Lopez is a metalsmith, educator, and decorative arts scholar. Her creative work has been exhibited nationally and internationally, including exhibitions at the Mesa Contemporary Arts Museum in Mesa, Arizona, and the National Ornamental Metal Museum in Memphis, Tennessee. She is the author of the reference book Metalworking Through History: An Encyclopedia as well as numerous other scholarly articles. Previously, she served as a member of the Fulbright Specialist Roster and was selected for a 2019 Maker-Creator Fellowship at the Winterthur Museum, Garden, and Library.
Priscilla Ybarra | Telling stories of city and place in Denton
Ybarra, an associate professor in the College of Liberal Arts and Social Sciences Department of English, will design a public humanities project integrating the local community around UNT to tell the story of the city and of the place. This includes documenting histories of beauty -- the rivers and creeks that feed the soil, the variety of birds who migrate through the skies and the people who create networks of care and communion. The work also will reckon with histories of violence that shape the place and tell the stories of the many peoples who have inhabited the Denton area, including documenting the little-known histories of the Black, Indigenous and Latinx populations. Oral histories, collaborations with community groups and community meetings will help determine the narratives that will be emphasized in a community-designed performance envisioned for Spring 2024.
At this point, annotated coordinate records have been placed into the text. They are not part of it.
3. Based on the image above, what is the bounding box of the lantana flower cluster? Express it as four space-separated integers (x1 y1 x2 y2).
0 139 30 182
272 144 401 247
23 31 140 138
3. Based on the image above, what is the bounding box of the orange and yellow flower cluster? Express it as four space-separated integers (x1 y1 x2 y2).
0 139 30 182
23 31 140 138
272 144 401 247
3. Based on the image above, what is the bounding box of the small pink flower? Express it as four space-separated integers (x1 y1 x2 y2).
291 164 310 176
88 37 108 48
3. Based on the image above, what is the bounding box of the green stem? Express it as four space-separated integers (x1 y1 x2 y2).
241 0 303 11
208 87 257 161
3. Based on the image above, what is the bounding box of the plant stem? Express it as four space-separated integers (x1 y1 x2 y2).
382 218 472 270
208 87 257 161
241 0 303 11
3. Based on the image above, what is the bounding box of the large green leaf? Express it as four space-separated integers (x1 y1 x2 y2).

"We have a lot of stories to tell in this community, and I suspect we will not get to share as much as we would like with this first community-led performance, but I hope we can continue the work in the following years," Ybarra says.
Ybarra specializes in contemporary Chicana/o literature and ecocriticism. Her award-winning book, Writing the Goodlife: Mexican American Literature and the Environment, is the first study to engage a long-range environmental literary history of Chicana/o writing. In 2021-22, she was named the Clements Senior Fellow for the Study of Southwestern America as well as a member of the inaugural class of the Rethink Outside Fellowship, which elevates and supports leaders and storytellers who transform the outdoor equity narrative.